A fragment of boost/functional/hash.hpp for reference:

template <class T>
inline void hash_combine(std::size_t& seed, T const& v)

{
    boost::hash<T> hasher;
    seed ^= hasher(v) + 0x9e3779b9 + (seed<<6) + (seed>>2);
}

template <class It>
inline std::size_t hash_range(It first, It last)
{
    std::size_t seed = 0;

    for(; first != last; ++first)
    {
        hash_combine(seed, *first);
    }

    return seed;
}

Question 2

Whatever hashing function you pick, you want an operator for the final combination of each individual hash which would be:

commutative
associative

the sum, the product, and the exclusive or come to mind as candidates for integral values. So yes, adding would work. You would still have collisions on unrelated sequences which need to be resolved though, so you would need a string comparison function, but permutations of the same set of strings would end up in the same bucket.

You could also reverse the operation order: add the strings character-wise together first (eg. adding "ab" and "cba" becomes ('a' + 'c')('b' + 'b')('\0' + 'a') with carry propagation for sum or product, so perhaps xor is an interesting candidate here), and then apply a hash function. You could even combine these two operations while performing them (pseudo code follows):

int hash(string a, string b, string c){
    int r = 0, k;
    int m = max(a.length(), max(b.length(), c.length()));
    for (int i = 0; i < m; i++) {
        k = ( i < a.length()? a[i] : 0) ^
              (i < b.length()? b[i] : 0) ^
              (i < c.length()? c[i] : 0);
        r = hash(r,k);
    }
    return r;
}

With hash the incremental hashing function.
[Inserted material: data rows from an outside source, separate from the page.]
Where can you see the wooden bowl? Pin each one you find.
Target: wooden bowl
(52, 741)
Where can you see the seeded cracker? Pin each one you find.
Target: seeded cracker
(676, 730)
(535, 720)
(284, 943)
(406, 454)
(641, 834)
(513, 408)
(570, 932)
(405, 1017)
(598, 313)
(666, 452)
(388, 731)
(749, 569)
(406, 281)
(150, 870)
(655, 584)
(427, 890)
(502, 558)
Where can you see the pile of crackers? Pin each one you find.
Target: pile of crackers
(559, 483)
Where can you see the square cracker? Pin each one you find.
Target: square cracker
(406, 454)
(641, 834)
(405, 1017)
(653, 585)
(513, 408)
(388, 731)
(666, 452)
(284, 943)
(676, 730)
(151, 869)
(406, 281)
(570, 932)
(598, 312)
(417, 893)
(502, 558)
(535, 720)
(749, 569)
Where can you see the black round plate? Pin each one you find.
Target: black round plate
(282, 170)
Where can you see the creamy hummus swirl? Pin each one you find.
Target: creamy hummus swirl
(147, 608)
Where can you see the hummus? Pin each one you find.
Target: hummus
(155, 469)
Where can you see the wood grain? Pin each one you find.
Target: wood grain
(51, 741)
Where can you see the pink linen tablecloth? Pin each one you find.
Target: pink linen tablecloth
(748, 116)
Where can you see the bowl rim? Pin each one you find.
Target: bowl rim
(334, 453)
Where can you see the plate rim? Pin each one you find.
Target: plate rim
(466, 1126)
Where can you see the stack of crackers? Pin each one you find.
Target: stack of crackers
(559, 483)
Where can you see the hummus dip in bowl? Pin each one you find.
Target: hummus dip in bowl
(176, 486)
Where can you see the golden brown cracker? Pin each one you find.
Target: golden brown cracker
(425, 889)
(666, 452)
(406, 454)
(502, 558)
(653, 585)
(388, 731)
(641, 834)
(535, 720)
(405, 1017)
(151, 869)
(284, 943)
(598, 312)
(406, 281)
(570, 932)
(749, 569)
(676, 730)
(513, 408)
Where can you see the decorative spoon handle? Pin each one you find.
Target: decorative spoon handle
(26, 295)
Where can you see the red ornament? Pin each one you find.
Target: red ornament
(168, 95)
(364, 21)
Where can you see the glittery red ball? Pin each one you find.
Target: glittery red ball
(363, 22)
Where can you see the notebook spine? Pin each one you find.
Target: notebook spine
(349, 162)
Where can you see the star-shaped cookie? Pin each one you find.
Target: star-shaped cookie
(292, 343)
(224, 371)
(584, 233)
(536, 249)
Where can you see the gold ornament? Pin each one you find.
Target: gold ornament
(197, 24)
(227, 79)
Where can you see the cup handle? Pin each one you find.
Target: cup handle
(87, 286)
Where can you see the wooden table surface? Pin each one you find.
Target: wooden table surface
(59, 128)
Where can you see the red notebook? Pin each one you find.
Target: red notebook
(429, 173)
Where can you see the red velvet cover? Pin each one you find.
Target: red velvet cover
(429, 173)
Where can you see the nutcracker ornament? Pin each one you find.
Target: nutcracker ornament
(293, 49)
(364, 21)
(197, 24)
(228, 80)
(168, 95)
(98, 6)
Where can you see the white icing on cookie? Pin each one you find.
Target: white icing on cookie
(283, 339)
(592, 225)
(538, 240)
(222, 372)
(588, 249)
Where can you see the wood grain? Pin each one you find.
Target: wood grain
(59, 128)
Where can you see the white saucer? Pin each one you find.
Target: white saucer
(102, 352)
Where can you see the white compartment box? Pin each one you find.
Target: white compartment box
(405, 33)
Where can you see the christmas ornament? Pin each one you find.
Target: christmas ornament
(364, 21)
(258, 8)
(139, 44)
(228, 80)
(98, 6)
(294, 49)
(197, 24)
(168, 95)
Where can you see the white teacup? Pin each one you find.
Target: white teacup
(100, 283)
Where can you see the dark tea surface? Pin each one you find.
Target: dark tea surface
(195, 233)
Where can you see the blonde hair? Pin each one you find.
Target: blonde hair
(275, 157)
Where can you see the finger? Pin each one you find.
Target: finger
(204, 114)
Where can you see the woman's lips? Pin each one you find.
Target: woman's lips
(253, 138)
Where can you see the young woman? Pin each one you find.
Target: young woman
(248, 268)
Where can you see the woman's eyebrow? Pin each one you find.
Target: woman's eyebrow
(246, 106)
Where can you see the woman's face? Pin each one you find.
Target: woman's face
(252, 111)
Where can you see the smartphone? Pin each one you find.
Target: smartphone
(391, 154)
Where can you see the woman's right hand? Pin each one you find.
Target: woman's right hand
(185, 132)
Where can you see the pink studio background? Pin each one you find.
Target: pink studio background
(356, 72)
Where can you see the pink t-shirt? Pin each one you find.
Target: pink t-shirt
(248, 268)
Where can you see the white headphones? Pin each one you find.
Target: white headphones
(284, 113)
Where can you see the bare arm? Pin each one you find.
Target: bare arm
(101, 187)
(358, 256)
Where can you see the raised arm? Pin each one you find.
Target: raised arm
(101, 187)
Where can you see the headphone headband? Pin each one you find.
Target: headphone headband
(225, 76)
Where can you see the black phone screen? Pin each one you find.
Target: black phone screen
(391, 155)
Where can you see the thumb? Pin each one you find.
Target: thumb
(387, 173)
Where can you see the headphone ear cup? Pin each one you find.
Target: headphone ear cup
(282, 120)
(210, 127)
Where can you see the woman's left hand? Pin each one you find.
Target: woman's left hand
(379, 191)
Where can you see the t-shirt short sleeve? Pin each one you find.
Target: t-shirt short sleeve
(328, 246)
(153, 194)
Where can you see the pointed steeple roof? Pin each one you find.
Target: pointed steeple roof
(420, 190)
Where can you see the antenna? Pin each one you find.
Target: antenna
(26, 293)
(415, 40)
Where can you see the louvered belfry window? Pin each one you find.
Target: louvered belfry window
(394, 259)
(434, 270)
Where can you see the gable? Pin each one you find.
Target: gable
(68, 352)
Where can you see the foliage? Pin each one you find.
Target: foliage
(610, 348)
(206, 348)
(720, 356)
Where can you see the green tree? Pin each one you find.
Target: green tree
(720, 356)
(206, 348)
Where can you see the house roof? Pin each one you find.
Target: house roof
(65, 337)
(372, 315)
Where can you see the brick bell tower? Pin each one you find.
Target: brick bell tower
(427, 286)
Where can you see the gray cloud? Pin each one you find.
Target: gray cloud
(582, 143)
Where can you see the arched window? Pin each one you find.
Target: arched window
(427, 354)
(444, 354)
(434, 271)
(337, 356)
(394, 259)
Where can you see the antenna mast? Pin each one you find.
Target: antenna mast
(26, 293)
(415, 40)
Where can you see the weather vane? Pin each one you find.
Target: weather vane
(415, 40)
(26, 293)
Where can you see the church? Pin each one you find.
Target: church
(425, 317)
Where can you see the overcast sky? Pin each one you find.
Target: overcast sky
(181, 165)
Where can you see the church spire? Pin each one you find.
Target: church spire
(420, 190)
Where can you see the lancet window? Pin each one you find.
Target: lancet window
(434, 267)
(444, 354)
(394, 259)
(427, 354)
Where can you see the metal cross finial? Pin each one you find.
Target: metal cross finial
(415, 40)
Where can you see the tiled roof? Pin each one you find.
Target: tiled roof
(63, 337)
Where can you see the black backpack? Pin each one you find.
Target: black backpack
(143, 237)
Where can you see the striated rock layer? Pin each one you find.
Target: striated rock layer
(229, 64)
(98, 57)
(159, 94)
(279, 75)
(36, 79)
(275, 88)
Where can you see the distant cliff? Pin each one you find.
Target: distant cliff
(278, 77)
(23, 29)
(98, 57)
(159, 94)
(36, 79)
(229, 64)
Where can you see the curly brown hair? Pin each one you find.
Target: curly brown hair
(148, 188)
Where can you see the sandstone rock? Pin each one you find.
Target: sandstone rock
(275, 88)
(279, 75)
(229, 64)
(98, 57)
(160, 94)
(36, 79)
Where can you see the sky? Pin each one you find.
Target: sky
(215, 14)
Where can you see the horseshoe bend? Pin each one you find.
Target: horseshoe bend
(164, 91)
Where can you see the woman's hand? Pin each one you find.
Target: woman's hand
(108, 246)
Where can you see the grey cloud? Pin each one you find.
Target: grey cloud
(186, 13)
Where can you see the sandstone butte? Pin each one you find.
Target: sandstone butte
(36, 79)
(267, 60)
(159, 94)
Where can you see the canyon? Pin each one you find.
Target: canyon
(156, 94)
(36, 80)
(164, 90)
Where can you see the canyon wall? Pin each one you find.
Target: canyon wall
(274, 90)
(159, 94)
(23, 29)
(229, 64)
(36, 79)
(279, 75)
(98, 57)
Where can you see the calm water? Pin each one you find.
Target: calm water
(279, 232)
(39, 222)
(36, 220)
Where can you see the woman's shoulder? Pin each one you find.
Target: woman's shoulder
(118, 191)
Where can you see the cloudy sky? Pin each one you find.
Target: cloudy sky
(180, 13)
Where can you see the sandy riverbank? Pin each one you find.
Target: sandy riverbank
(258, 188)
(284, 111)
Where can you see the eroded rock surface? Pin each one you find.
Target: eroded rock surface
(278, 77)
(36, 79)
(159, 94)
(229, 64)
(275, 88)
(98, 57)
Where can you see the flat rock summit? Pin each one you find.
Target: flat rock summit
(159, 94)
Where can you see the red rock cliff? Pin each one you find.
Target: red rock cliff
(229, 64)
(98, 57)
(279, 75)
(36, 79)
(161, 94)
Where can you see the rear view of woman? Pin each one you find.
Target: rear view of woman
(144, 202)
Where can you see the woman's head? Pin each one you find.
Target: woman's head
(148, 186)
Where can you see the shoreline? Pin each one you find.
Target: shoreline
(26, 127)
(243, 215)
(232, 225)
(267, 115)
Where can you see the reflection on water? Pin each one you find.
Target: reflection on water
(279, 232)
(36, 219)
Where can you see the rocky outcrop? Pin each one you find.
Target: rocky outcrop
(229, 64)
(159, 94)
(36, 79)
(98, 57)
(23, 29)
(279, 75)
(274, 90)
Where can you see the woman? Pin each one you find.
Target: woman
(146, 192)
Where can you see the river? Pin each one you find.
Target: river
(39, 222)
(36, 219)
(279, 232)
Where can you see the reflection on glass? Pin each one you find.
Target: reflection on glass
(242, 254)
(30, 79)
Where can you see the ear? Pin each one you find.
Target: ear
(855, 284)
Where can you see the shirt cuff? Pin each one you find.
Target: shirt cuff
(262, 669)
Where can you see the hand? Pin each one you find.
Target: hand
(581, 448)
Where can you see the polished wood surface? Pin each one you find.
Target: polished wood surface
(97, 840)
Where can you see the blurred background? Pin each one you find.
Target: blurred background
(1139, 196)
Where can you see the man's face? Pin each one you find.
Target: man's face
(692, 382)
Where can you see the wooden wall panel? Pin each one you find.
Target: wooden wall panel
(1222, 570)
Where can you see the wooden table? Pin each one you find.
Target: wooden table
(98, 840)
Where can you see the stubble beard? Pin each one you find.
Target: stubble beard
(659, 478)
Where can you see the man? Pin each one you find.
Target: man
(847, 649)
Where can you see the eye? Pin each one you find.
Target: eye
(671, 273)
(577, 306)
A simple modulo against a prime number large enough (ie. larger than the expected size of the bucket array) should be alright for normal purposes.

A completely different (and better?) solution is to simply sort the sequence (3 entries means quasi constant time), then make a ordered map with the comparison function considering the strings as a "digit" of a 3 digits number. But this is out of the scope of the question.

Question 3

I would hash each element individually.

Then sort those hashes. Sorting 3 size_t is fast.

Then chain those hashes. Your library may have hash chain functions, or even use hash( a+b+c ) with overflow wrap.

Avoid xor, because xor two identical hash values is zero. And hash of identical strings is identical. So a naive xor can lead to ( a,a,b ) and ( c,c,b ) having the same hash output, which sucks.